Polly Toynbee finishes as she started, writing nonsense. Her piece is full of disingenuous attempts to appear objective but the sycophantic light does shine through in the end, as it always does in her Labour party broadcasts. Blair and Toynbee are remarkably similiar in a number of ways; both are always trying to justify the unjustifiable with their unique brands of logic, both are great fans of using propaganda and spin to further their own interests, and both of them are living in a state of complete and utter denial.

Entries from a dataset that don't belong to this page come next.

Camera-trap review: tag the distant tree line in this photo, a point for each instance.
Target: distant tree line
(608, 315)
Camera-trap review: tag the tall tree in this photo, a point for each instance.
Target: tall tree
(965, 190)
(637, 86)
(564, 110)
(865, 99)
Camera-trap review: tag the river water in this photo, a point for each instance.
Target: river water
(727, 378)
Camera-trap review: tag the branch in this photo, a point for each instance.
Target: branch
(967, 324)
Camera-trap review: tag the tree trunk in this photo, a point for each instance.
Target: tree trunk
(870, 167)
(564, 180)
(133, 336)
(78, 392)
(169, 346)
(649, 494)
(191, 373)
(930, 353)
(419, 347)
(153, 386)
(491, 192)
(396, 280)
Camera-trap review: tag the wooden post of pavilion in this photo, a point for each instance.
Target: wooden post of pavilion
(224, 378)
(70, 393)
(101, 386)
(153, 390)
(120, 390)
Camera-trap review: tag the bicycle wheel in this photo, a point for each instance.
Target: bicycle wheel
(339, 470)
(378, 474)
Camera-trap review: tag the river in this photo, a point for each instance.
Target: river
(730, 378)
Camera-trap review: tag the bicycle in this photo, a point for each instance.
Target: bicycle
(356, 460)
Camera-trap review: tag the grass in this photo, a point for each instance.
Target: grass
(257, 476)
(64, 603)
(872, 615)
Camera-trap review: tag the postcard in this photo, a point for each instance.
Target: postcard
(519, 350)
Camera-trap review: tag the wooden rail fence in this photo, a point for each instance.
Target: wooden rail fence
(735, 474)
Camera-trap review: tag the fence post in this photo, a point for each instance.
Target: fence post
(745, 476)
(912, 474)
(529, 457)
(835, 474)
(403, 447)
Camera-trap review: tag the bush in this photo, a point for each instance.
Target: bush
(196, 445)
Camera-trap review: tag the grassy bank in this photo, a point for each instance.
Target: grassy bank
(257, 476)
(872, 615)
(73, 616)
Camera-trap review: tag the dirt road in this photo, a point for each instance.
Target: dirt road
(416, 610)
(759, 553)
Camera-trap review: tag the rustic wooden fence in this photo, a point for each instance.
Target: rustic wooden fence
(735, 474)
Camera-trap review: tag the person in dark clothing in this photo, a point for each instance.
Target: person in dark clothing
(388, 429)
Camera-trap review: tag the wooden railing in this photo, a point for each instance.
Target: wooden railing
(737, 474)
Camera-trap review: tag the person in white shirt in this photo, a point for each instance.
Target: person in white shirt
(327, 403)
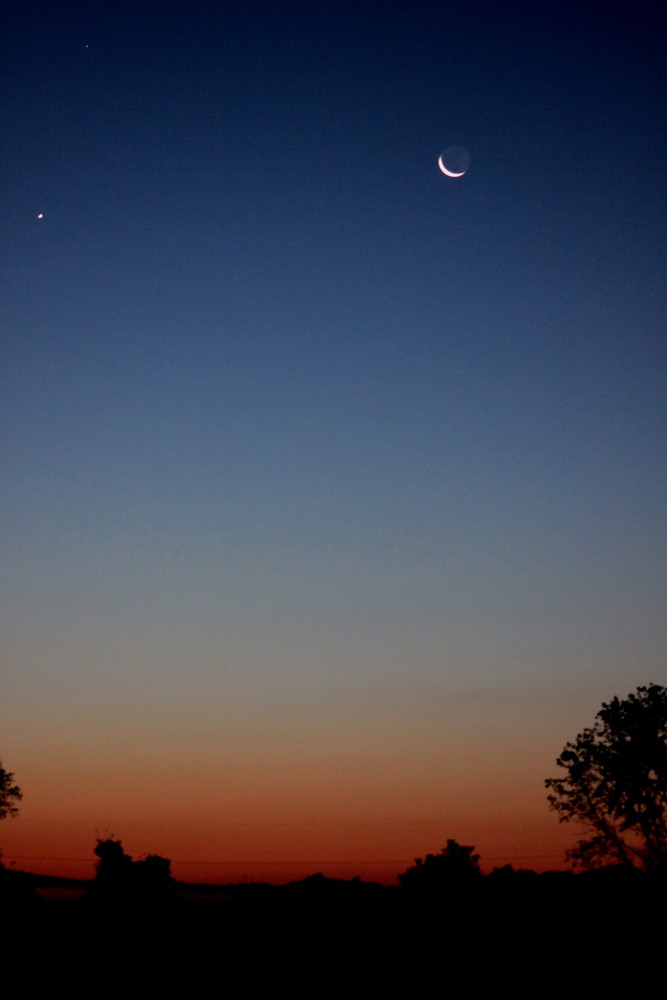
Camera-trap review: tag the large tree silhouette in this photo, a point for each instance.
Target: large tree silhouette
(615, 784)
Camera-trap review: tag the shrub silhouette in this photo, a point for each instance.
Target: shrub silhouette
(119, 879)
(455, 866)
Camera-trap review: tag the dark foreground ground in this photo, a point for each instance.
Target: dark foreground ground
(559, 934)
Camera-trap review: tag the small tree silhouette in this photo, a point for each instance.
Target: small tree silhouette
(10, 794)
(119, 879)
(454, 867)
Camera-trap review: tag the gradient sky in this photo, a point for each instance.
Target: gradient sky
(333, 488)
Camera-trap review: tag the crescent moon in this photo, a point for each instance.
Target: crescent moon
(449, 173)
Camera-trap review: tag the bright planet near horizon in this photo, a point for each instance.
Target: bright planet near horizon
(454, 161)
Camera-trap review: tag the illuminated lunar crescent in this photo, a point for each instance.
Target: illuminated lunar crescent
(454, 161)
(446, 171)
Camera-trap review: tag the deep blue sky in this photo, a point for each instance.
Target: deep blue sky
(287, 411)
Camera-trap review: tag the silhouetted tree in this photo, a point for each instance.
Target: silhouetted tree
(454, 866)
(616, 783)
(119, 879)
(10, 794)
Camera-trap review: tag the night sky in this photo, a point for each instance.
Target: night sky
(333, 488)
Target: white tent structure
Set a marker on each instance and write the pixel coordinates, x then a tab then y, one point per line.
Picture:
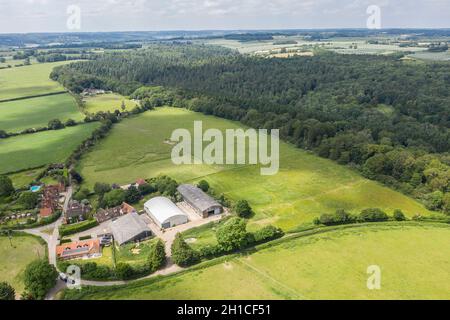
129	228
165	213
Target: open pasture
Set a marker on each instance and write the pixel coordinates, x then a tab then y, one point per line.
414	262
305	186
37	149
28	81
107	102
18	115
15	258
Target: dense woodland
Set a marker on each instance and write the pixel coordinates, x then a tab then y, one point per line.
387	117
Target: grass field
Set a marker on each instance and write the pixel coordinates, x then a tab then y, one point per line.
24	178
28	81
38	149
414	262
107	102
14	259
305	186
37	112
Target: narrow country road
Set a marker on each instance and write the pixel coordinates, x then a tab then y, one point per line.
52	242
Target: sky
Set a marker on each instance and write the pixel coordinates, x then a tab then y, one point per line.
18	16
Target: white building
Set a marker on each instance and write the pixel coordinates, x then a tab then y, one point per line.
165	213
130	228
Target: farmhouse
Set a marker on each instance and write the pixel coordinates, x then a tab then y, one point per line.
202	203
50	197
165	213
129	228
81	249
77	210
103	215
45	212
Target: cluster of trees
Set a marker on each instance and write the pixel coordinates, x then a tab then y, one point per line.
54	124
387	118
367	215
232	235
39	278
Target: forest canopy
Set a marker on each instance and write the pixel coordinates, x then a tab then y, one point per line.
387	117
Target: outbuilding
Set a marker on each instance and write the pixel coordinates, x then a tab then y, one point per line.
129	228
202	203
165	213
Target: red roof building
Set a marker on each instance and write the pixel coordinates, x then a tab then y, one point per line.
81	249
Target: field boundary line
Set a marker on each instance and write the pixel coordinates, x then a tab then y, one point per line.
34	96
265	275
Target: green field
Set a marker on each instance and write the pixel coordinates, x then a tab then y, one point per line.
34	150
28	81
24	178
305	187
14	259
37	112
414	262
107	102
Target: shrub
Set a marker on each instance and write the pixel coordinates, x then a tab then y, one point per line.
132	195
55	124
39	278
339	217
114	198
204	185
243	209
373	215
182	254
399	216
7	292
268	233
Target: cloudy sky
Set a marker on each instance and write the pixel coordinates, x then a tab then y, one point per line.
134	15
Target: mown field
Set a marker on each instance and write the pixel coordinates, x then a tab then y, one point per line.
305	187
18	115
414	262
107	102
14	259
37	149
28	81
24	178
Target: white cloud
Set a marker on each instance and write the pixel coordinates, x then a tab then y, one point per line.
104	15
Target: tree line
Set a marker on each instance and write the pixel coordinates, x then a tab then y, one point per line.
386	117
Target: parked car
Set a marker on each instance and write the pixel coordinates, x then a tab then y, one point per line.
63	277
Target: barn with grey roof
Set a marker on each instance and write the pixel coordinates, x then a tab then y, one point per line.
165	213
202	203
129	228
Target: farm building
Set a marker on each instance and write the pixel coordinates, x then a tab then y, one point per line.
103	215
81	249
202	203
165	213
129	228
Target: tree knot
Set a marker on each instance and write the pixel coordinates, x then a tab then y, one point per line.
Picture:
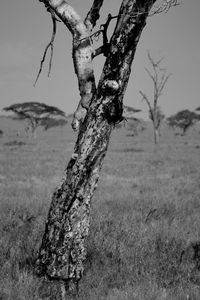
111	86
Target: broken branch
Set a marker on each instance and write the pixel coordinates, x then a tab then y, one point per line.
51	46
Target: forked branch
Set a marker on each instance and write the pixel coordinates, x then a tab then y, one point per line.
51	46
93	14
164	6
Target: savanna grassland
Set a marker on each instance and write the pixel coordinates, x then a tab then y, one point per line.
144	241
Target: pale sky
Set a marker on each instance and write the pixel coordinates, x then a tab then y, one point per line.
25	30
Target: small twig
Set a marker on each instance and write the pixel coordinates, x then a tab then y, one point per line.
51	46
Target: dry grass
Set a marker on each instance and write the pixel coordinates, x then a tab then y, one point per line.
145	217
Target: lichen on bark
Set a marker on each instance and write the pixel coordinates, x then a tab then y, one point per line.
62	252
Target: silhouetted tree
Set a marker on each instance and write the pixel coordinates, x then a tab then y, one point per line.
159	77
62	251
184	120
35	114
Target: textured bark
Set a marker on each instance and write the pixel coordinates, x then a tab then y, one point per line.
62	252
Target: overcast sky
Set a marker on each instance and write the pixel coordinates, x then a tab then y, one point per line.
25	29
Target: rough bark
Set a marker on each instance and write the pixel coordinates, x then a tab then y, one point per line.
62	252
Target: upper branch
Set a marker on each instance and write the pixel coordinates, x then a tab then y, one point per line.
67	15
93	14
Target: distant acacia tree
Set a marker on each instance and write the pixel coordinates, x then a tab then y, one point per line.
184	120
63	251
159	77
48	123
35	114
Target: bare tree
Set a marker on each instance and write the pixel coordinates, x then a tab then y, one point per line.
184	120
62	251
159	77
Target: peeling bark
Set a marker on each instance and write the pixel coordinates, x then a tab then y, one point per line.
62	252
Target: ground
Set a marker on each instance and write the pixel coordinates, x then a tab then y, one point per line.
145	218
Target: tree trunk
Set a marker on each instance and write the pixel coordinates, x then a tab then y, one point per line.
156	135
62	252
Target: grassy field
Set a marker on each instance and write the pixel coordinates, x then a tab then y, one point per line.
144	242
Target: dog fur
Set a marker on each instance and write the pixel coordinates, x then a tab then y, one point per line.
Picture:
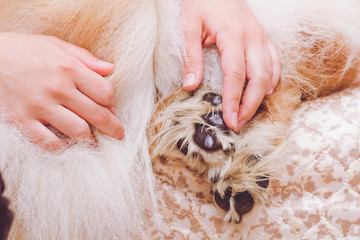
108	192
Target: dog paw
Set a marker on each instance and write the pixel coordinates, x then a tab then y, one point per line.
237	201
238	166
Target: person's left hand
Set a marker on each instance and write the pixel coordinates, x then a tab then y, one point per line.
246	51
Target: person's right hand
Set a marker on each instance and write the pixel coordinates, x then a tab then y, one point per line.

Does she really think that history will judge Blair's record on Iraq kindly after a 'bedding down' period as she calls it? Ironically the comparison is valid in that both Iraq and the NHS have been unmitigated disasters thanks to Tony Blair and his dishonest malignant rule. The problems in the NHS now are symptomatic of the decay of open and transparent democracy under Blair; the policies that have brought us MMC and MTAS from behind closed doors are what he really leaves behind. I would not be proud of these achievements.

1 comment:

Phoenix said...

I knew you'd appreciate that article! In fact, after I'd told you about it I had a sneaky suspicion you'd be writing a blog post about it, then paste said blog post in DNUK.

Perhaps I should become a fortune teller when MMC leaves me unemployed!